第39話 冷蔵庫到着
翌朝、シェーナの身体は元通りに回復して宮殿を出る仕度を整えていた。
「おはよう。身体の調子はどうだい?」
「おはようございます。おかげさまで問題なく動けます」
「それはよかった。これは私が調合した栄養剤だけど、よかったら使ってくれ」
リィーシャが見送りに来ると、シェーナの体調を気遣って栄養剤を用意してくれた。
「ありがとうございます。ルトルスから聞いたのですが、警戒に当たってくれたそうで」
「こちらの不手際だったからね。これぐらいは当然の処置だよ」
一晩中、警戒に当たってくれたリィーシャはいつもと様子は変わらない。
ルトルスの話によると、行政地区全体の広さで警戒網を張り巡らせるのは並の集中力と体力ではないらしい。エルフ族特有の探知スキルを応用した技術で、シェーナを独房フロアから発見できたのも、このスキルのおかげだ。
シェーナ達はリィーシャに一礼して店に戻ろうとすると、リィーシャは思い出したかのように三人を引き止める。
「肝心なことを言い忘れていた。お詫びではないが、店の開店日は何かと人手が足りなくなると思うから、微力ながら私ともう一人の者が協力に入るよ」
「えっ! しかし、行政地区での仕事があるのでは?」
「非番を取ったから平気だよ。それに、あくまで私的な立場での協力だから問題ないよ。雑用から何でもこなすつもりだから、遠慮なく申し付けてくれ」
何かと普段から世話になっているのに、店の仕事まで引き受けさせるのはシェーナにとって心苦しい思いだ。
店に戻ると、丁度大きな荷物を抱えた数人のエルフが目に飛び込んだ。
慌てて業者のエルフ達と合流すると、シェーナは冷蔵庫を指定した場所まで運ばせて、受取のサインをする。
業者のエルフ達を労って、キシャナはアイスハーブティーを振舞う。
「朝早くから、ありがとうございます。宜しければ、冷たい飲み物をどうぞ」
ミントをティーポットに入れると沸騰したお湯を注いで数分蒸らしてから、氷をグラスに入れて注いでいく。お好みで砂糖やはちみつで甘さを調節できることを教えると、業者のエルフ達は満足して帰っていった。

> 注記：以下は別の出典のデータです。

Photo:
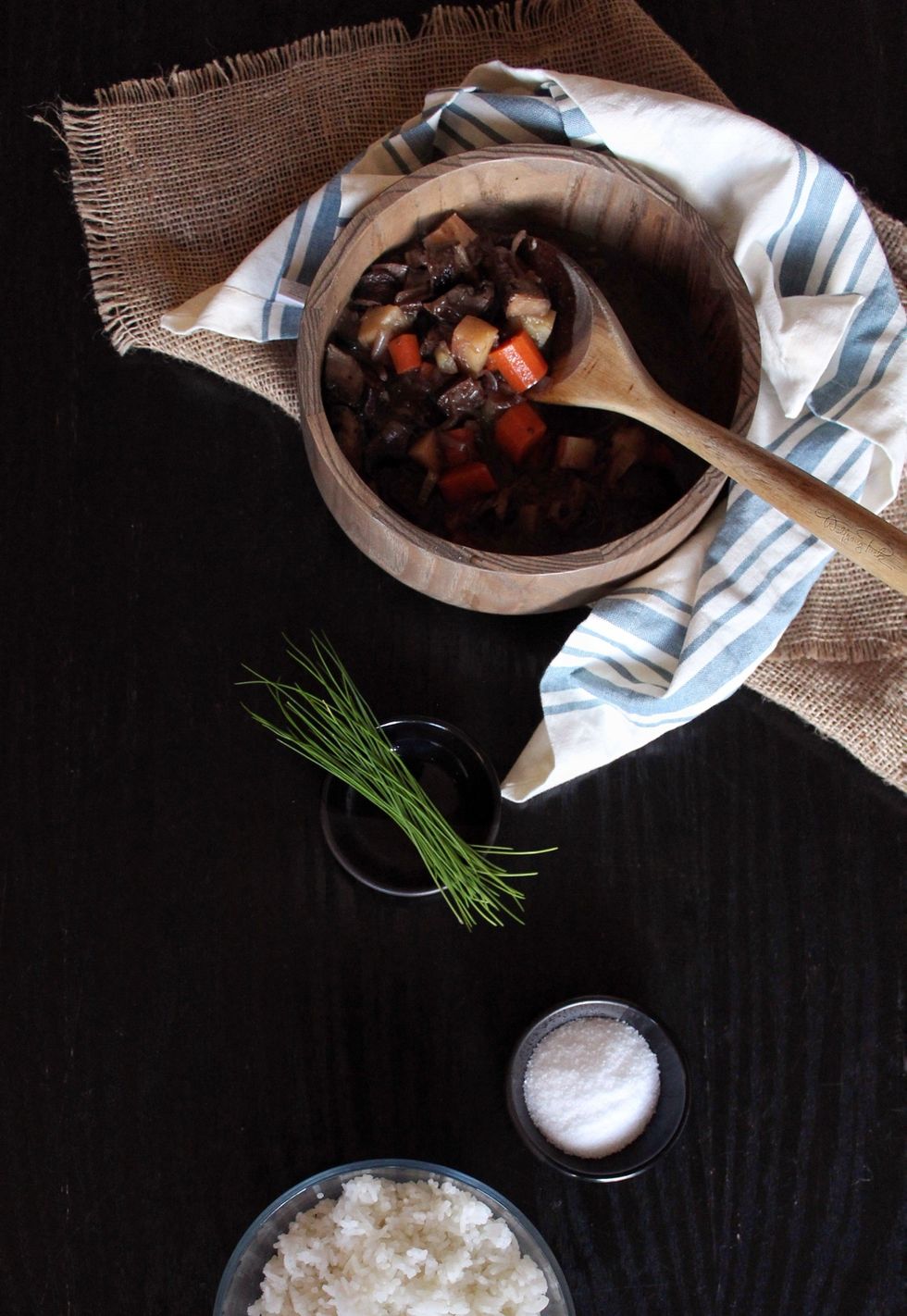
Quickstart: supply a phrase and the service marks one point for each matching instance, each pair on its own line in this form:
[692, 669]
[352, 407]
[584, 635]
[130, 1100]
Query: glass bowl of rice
[392, 1237]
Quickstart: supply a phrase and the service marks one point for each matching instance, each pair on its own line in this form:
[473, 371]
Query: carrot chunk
[404, 353]
[461, 483]
[519, 362]
[519, 429]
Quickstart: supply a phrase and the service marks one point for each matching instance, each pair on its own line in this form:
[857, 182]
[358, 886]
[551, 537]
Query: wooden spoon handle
[856, 532]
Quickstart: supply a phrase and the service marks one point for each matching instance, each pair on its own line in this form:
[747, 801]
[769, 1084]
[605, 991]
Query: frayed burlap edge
[838, 667]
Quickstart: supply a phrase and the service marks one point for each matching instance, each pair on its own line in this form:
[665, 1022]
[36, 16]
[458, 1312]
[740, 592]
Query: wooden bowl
[576, 198]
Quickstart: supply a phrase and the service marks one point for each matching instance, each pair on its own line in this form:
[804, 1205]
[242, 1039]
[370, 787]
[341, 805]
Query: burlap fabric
[177, 178]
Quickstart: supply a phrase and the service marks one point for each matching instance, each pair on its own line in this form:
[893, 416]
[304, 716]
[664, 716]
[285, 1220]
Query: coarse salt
[591, 1086]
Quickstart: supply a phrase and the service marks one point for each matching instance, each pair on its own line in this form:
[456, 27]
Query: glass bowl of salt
[598, 1088]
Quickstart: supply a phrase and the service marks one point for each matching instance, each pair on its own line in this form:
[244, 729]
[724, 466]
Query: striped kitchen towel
[657, 652]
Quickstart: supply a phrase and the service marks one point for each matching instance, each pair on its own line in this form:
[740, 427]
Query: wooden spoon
[601, 368]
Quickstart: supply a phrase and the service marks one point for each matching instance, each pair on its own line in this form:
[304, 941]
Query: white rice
[401, 1249]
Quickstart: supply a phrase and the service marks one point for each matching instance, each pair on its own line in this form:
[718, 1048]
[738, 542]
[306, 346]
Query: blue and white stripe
[657, 652]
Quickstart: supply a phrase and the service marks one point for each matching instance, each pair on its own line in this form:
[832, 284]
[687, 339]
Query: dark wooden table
[199, 1008]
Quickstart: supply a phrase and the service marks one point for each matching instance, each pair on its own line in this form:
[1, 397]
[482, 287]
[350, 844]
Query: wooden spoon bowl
[585, 202]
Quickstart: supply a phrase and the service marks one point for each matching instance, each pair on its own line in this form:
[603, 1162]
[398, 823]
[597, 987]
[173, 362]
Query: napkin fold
[660, 651]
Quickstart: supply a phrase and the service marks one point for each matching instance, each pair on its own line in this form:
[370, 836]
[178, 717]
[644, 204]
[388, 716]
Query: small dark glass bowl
[665, 1125]
[455, 776]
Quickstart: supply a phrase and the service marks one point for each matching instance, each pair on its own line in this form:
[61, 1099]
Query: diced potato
[576, 453]
[471, 341]
[380, 324]
[445, 359]
[427, 452]
[451, 231]
[539, 327]
[524, 303]
[628, 445]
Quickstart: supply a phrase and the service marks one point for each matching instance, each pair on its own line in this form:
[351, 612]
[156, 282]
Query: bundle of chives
[333, 726]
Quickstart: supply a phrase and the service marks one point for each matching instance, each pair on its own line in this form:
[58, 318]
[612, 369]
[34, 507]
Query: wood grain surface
[199, 1008]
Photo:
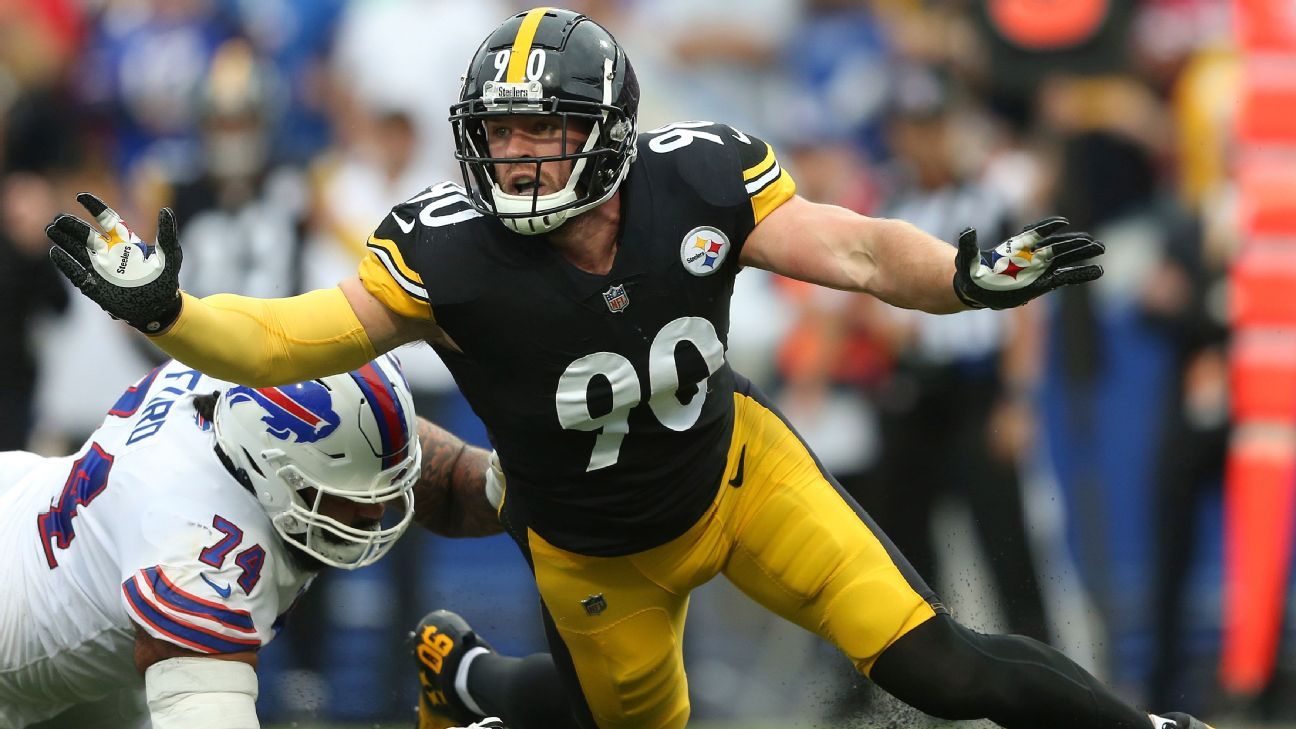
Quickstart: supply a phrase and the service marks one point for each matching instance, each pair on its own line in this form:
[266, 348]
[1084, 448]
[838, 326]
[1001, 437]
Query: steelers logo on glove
[112, 266]
[1037, 260]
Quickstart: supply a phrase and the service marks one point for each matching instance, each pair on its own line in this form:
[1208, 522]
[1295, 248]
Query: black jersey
[608, 397]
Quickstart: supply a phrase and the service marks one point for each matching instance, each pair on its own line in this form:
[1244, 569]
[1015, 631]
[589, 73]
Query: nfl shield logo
[616, 298]
[594, 605]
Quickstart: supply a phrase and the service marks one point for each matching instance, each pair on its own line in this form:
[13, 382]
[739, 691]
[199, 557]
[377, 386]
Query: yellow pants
[779, 529]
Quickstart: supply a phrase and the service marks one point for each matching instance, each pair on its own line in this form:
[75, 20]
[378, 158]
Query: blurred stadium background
[1133, 437]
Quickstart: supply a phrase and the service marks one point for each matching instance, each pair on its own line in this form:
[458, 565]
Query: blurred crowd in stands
[1053, 471]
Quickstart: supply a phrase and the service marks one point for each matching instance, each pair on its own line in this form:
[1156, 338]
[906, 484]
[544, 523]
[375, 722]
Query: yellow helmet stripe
[522, 46]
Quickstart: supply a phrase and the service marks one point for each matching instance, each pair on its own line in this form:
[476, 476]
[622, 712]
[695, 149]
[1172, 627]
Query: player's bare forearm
[837, 248]
[911, 269]
[450, 496]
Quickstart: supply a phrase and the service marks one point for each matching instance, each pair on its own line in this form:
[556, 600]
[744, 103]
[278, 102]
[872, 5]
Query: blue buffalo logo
[302, 413]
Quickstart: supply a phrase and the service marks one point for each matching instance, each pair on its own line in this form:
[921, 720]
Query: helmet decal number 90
[572, 397]
[534, 64]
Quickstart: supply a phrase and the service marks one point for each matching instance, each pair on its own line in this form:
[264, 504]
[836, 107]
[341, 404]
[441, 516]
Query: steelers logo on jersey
[703, 250]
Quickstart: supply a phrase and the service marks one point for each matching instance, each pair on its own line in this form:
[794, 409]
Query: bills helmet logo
[302, 413]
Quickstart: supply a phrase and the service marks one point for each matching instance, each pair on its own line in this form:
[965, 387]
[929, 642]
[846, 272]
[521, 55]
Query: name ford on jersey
[153, 415]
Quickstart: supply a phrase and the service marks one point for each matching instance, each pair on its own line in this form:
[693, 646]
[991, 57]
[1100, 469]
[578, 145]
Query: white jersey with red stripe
[141, 528]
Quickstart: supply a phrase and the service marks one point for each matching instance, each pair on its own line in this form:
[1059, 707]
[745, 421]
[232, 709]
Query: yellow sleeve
[268, 341]
[767, 184]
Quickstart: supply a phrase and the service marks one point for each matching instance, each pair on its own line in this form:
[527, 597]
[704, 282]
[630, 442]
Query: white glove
[494, 481]
[489, 723]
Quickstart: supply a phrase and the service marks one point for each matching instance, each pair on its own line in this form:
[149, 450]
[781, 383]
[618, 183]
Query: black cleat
[1185, 721]
[439, 644]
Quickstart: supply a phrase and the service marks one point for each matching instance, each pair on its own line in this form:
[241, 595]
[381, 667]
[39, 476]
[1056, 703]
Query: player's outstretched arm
[903, 266]
[250, 341]
[191, 690]
[451, 497]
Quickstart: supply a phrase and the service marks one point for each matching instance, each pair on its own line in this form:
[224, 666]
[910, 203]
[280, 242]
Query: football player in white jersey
[169, 549]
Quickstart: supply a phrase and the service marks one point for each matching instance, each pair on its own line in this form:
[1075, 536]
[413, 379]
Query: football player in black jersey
[578, 287]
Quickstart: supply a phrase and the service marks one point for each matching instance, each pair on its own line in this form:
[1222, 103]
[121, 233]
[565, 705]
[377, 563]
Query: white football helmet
[350, 436]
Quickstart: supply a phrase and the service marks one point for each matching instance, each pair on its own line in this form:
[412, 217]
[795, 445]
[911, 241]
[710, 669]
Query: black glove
[1024, 266]
[127, 278]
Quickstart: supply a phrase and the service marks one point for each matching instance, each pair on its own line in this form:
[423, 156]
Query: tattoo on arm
[450, 496]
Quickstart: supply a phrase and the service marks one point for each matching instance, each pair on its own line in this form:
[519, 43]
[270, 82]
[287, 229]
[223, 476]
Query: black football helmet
[555, 62]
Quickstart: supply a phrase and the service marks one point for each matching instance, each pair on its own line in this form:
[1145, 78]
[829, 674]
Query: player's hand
[489, 723]
[1037, 260]
[113, 267]
[495, 481]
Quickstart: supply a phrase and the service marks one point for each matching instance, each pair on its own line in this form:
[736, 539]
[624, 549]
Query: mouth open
[525, 184]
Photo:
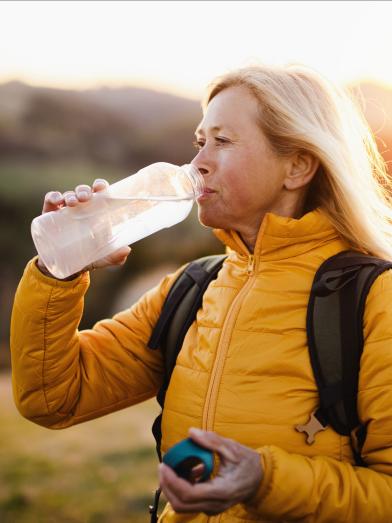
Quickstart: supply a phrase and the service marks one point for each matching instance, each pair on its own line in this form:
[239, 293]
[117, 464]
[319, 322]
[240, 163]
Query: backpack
[334, 327]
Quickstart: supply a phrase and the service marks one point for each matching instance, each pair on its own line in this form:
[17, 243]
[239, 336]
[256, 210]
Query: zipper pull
[251, 264]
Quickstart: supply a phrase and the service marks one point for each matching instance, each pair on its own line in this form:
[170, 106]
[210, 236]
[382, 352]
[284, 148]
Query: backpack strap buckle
[311, 428]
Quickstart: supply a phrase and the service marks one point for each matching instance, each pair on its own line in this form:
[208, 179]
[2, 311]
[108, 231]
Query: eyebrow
[216, 128]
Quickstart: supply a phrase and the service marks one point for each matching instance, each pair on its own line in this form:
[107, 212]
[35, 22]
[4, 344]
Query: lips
[206, 193]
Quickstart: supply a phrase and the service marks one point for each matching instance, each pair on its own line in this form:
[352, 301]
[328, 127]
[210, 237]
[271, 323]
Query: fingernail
[195, 431]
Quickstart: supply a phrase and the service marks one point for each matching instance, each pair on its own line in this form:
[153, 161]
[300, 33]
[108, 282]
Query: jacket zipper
[224, 342]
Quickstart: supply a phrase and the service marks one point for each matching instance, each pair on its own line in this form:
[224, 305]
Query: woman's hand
[237, 480]
[55, 200]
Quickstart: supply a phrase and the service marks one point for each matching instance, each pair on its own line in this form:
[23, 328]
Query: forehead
[234, 108]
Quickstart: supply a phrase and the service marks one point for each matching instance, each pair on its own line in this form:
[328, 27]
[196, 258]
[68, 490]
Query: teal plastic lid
[185, 455]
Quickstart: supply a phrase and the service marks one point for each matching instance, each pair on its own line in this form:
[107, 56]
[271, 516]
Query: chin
[208, 219]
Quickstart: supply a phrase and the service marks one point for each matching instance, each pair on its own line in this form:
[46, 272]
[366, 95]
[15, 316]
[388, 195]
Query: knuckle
[83, 187]
[177, 505]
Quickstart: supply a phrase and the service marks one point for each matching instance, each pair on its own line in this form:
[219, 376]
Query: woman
[293, 177]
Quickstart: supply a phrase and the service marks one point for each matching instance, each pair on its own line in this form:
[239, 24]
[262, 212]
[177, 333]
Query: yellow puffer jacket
[244, 372]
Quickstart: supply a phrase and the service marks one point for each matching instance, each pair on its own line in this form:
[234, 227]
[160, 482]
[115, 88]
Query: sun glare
[180, 46]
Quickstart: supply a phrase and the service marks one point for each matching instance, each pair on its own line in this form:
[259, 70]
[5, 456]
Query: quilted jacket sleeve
[325, 490]
[63, 376]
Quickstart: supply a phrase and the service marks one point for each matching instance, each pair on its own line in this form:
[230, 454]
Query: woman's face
[243, 175]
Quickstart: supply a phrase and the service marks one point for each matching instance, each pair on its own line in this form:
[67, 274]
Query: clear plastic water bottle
[156, 197]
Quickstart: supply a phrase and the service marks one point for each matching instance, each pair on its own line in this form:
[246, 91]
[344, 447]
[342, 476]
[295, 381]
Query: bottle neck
[196, 179]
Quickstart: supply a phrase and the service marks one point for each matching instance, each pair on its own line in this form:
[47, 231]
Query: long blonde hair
[301, 110]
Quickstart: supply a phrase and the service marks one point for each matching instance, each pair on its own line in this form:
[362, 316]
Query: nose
[201, 162]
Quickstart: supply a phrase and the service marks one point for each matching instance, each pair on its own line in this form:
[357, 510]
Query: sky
[180, 46]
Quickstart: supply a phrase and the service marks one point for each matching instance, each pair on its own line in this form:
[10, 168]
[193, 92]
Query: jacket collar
[280, 237]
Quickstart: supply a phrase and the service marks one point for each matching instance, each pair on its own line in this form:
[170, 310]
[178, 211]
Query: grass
[103, 471]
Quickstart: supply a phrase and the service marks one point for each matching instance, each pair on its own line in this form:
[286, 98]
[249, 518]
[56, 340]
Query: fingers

早速、冷蔵庫の性能を確かめるためにルトルスがかき集めた『闇核』をエネルギー変換させると、冷蔵庫の中からひんやりした空気が充満を始める。
「やったな! 無事に冷蔵庫も使えるようになって食材の保存は完璧だな」
キシャナはシェーナとルトルスにハイタッチすると、テンションを上げて喜びに浸る。
保存の他にも、調理過程で冷蔵庫を使用する場面もあるので、そのことを一番理解しているキシャナは子供のようにはしゃいでいる。
「普段は大人っぽい彼女だが、違う側面もあるのだな」
「割と前世からあんな調子だからなぁ」
ルトルスにとってキシャナは大人びたダークエルフだと認識していたが、素の彼女を知っているシェーナにはいつもと変わらない姿だった。